Unnamed: 0,tariff_plan,user_id,churn,overpaying,churn_rate,overpaying_share
0,A,34,4,34,0.117647,1.0
1,B,112,16,110,0.142857,0.982143
2,C,161,26,3,0.161491,0.018634


In [102]:
#churn visualisation
fig = px.bar(plan,x='tariff_plan',y='churn_rate',color="tariff_plan",
            labels={'churn_rate':'Churn Rate','churn':'Churn','tariff_plan':'Plan'})
fig.update_layout(title_text='Churn Rate By Plan')
fig.show()

In [103]:
#share of overpaying visualisation
fig = px.bar(plan,x='tariff_plan',y='overpaying_share',color="tariff_plan",
            labels={'overpaying_share':'The Share of Overpaying Clients','tariff_plan':'Plan'})
fig.update_layout(title_text='The Share of Overpaying Clients By Plan')
fig.show()

* Churn rate is the highest for C plan.
* The biggest share of overpaying users is for plan A.

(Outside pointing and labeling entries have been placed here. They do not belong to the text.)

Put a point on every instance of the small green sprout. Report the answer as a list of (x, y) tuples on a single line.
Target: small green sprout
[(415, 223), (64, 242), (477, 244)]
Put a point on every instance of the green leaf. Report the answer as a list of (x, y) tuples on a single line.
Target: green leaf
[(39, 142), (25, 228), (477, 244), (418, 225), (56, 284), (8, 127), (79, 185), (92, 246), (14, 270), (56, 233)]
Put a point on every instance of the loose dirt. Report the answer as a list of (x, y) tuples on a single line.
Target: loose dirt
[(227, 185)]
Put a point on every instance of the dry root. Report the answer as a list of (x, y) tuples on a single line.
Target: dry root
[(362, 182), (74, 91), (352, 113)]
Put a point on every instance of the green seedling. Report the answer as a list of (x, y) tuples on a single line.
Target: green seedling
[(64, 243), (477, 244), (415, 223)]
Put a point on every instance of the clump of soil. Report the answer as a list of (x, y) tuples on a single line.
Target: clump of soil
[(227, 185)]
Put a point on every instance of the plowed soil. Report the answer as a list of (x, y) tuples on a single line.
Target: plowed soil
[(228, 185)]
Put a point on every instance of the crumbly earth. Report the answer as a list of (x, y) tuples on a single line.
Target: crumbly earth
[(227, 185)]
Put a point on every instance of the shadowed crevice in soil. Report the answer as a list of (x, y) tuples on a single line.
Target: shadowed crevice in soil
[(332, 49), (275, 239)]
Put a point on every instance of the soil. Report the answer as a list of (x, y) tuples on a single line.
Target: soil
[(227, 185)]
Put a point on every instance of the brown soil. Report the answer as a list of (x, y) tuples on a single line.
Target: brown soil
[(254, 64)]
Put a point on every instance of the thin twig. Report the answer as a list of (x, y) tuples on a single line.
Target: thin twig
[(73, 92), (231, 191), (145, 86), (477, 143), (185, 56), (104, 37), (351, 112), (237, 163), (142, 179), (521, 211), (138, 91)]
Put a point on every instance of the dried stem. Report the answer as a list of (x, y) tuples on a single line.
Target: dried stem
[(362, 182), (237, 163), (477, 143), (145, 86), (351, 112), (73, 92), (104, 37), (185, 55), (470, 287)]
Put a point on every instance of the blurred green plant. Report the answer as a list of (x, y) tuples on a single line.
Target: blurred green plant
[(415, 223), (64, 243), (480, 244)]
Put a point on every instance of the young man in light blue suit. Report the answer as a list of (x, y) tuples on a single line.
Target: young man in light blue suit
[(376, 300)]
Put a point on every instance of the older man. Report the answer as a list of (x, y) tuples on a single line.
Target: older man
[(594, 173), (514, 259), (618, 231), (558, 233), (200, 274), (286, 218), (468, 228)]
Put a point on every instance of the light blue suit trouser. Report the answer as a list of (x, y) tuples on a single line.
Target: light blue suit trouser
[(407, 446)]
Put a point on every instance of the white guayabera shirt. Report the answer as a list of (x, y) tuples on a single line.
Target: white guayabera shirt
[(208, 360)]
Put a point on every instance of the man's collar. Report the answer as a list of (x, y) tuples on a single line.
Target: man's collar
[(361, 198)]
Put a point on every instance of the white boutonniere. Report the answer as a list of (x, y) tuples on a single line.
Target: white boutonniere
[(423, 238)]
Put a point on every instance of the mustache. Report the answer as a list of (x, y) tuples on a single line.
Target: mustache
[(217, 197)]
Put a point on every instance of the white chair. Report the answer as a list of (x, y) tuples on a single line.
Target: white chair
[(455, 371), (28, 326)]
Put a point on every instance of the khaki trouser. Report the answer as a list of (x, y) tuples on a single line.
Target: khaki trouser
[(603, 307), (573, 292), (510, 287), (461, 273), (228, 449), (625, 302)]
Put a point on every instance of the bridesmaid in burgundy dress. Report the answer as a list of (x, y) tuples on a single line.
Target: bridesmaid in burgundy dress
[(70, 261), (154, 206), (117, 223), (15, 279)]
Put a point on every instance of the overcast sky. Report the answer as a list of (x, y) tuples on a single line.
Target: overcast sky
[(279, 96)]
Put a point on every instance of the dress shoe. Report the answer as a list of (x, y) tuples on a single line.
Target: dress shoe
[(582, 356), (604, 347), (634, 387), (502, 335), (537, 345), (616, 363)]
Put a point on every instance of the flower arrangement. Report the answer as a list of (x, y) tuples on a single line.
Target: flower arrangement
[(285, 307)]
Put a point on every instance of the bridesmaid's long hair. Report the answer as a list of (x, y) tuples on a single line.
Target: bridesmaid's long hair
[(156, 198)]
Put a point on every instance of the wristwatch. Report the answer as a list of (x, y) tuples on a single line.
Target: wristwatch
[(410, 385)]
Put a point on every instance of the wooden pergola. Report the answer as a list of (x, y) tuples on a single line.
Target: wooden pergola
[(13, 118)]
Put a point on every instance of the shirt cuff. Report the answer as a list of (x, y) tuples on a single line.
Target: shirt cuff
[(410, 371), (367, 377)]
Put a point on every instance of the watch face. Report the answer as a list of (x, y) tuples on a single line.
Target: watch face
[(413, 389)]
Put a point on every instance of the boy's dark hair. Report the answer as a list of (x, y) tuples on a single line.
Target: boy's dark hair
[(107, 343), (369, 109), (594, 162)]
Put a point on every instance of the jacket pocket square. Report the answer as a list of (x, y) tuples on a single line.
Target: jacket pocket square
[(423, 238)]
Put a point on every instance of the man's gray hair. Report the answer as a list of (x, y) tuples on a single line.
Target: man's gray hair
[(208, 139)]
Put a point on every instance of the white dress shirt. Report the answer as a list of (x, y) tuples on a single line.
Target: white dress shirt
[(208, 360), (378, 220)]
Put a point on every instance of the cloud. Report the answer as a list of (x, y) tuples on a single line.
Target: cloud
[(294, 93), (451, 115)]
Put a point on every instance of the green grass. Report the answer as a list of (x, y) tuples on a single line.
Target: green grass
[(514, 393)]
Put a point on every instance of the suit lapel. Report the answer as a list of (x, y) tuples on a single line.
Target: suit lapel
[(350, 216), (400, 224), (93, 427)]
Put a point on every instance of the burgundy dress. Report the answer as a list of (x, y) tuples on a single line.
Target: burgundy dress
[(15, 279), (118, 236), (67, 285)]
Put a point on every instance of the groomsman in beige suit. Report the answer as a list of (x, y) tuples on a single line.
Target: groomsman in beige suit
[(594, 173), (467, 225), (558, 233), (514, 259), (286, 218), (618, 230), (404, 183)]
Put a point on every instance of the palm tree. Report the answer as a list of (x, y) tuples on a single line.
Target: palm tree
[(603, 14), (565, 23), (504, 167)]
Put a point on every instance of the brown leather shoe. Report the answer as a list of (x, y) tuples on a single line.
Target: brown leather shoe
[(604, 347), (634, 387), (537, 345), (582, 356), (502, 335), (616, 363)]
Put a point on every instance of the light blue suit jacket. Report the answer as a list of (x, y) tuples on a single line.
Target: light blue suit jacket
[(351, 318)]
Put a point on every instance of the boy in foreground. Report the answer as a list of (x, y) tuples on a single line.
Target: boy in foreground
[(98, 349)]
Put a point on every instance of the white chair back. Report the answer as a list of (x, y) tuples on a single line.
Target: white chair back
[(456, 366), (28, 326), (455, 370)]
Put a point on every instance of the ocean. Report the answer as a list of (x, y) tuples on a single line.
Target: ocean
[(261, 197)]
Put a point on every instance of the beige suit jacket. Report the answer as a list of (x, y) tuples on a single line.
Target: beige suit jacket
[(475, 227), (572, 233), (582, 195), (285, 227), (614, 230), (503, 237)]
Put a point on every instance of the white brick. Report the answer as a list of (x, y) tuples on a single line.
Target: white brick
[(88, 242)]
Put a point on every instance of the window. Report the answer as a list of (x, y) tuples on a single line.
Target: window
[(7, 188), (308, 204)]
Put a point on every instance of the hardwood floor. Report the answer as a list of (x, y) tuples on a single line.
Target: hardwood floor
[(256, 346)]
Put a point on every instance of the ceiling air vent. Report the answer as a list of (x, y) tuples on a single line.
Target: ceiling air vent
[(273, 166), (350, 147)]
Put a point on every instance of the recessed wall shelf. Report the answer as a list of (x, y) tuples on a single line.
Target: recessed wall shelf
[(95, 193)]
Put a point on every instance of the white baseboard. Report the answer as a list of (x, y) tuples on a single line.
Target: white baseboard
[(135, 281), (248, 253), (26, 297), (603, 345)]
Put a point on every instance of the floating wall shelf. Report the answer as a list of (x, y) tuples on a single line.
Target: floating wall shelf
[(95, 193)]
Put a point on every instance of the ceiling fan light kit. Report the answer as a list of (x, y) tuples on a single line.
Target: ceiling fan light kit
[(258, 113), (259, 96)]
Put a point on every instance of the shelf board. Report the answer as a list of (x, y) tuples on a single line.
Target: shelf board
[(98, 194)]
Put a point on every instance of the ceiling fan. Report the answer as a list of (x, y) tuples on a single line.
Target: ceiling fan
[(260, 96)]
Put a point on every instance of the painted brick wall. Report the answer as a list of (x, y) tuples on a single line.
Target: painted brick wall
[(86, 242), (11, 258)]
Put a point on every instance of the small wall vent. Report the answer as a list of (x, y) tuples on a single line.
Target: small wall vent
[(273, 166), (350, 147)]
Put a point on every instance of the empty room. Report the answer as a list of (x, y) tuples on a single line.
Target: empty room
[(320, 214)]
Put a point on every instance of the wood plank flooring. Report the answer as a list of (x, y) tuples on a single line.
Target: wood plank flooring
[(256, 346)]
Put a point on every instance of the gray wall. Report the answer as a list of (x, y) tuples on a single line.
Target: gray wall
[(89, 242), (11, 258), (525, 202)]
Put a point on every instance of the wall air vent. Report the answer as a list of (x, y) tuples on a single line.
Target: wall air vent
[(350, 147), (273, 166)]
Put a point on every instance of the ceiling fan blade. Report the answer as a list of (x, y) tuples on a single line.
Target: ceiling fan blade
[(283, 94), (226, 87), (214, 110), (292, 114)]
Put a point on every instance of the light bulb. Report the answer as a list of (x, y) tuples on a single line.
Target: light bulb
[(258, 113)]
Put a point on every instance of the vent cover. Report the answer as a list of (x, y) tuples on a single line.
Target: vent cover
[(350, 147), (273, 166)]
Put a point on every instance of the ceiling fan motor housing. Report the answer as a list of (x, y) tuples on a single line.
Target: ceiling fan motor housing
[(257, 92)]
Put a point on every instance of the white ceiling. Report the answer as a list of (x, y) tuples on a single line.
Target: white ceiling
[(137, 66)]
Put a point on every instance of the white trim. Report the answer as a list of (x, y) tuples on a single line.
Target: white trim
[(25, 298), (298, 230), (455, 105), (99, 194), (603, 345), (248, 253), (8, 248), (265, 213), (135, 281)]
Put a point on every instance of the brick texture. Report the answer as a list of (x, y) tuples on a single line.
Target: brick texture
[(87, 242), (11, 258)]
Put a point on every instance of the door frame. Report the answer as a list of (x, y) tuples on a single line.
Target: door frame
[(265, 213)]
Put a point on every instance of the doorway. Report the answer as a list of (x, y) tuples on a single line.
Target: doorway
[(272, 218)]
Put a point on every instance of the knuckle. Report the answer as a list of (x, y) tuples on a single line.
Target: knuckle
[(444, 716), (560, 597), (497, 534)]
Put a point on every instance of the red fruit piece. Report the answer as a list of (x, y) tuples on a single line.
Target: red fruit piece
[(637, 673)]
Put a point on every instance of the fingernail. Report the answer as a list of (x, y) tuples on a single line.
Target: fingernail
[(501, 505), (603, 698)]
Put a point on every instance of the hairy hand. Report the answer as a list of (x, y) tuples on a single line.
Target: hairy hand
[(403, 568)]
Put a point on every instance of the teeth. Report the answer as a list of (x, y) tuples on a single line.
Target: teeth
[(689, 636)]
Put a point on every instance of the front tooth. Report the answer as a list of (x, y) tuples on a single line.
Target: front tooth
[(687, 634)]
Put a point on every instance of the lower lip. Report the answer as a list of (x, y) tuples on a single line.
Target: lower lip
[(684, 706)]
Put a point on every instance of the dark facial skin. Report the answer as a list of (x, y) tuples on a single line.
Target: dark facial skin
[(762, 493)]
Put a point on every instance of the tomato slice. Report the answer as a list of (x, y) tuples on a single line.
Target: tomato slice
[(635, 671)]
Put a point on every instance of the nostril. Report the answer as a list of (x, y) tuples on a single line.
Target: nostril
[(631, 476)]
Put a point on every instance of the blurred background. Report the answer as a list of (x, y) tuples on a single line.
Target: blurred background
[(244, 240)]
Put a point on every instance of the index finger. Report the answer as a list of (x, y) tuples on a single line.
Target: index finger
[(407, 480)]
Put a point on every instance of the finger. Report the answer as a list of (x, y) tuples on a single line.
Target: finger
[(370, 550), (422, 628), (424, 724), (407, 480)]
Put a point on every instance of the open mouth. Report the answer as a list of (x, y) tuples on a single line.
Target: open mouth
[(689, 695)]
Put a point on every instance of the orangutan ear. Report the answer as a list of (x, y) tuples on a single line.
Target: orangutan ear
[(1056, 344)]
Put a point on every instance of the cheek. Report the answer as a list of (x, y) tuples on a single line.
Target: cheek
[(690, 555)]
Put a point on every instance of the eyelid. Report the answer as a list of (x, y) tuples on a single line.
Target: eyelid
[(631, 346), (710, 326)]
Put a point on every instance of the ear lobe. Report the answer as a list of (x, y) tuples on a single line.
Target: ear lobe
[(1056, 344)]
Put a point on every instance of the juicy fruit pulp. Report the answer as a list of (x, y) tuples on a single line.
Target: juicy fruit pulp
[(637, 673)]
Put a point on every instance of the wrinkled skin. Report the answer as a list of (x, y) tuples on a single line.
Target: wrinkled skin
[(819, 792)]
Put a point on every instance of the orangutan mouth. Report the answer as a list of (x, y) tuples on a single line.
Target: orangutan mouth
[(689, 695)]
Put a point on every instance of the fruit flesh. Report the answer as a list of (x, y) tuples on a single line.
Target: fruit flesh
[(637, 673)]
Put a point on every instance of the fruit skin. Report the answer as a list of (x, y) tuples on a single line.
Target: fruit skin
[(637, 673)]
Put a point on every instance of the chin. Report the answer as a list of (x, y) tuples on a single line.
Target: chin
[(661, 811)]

* We can calculate how many users are overpaying.

In [104]:
#number of active overpaying users
final_telecom.query('overpaying =="1" & churn =="0"')['user_id'].nunique()

126

* We will now calculate possible total loss per month and loss per user.

In [105]:
#total loss per month
final_telecom['loss'].sum()

269805

In [106]:
#loss per month per user
round(final_telecom['loss'].sum() / final_telecom['user_id'].nunique())

879

### Conclusions
* We have created a column that indicates on users that are overpaying.
* We have now 126 active users who are overpaying and may be offered to switch.
* If they do switch plans, our maximum possible loss per user will be 879 dollars per month. 


### Step 5. Hypothesis testing <a name="step5"></a>

* Now we are going to check the following hypothesis:
    * Ho= The difference in churn rate between overpaying and not overpaying users is statistically insignificant(the proportion of users who leave does not differ between two groups)
    * H1 = The difference in churn rate between overpaying and not overpaying users is statistically significant(the proportion of users who leave does differ between groups)

* First lets check to size of our samples

In [107]:
#samples for hypothesis testing 
final_telecom.query('overpaying ==1')['user_id'].nunique()

147

In [108]:
final_telecom.query('overpaying ==0')['user_id'].nunique()

160

* The samples are almost balanced. 
* We will now perform a z-test.

In [109]:
#hypothesis_test
alpha=0.05
    #churn for each group
churn1 = final_telecom.query('churn == 1 & overpaying == 0')['user_id'].nunique()
churn2 = final_telecom.query('churn == 1 & overpaying == 1')['user_id'].nunique()
    
    #trials for each group
total1 = final_telecom.query('overpaying == 0')['user_id'].nunique()
total2 = final_telecom.query('overpaying == 1')['user_id'].nunique()
    
    #proportion of successes in each group
p1 = churn1 / total1
p2 = churn2 / total2
    
    #combined proportion
p_combined = (churn1 + churn2) / (total1 + total2)

    #difference
difference = p1 - p2
    
z_value = difference / math.sqrt(p_combined * (1 - p_combined) * (1/total1 + 1/total2))
    
distr = stats.norm(0,1)
    
p_value = (1 - distr.cdf(abs(z_value))) * 2
    
print('p_value:', p_value)
    
if (p_value < alpha):
    print('Reject H0 for churn rates for not overpaying and overpaying clients')
else:
    print('Fail to reject H0 for churn rates for not overpaying and overpaying clients')
    

p_value: 0.7425756472428942
Fail to reject H0 for churn rates for not overpaying and overpaying clients


* The test shows that there is no statistically significant difference between groups, which implies that overpaying users do not leave more often than others.


#### Conclusions
* We have **126 active users who are overpaying** for their current contract.
* If we offer than to switch the plan the  **maximum possible loss will be 879 dollars per month per user.**
* There is no statistically signifficant difference between overpaying and not overpaying users as for the churn rate.



#### Recommendations
* Perhaps, it would be smart to run an A/B test before offering the campaing to all overpaying users.
* The question is how to measure the increase in loyalty? It is possible to conduct an interview/ online questionnaire and check the change in users behaviour after the offer.
* The Sales Departmnet then should cosider what overweighs: possible loss or increase in loyalty.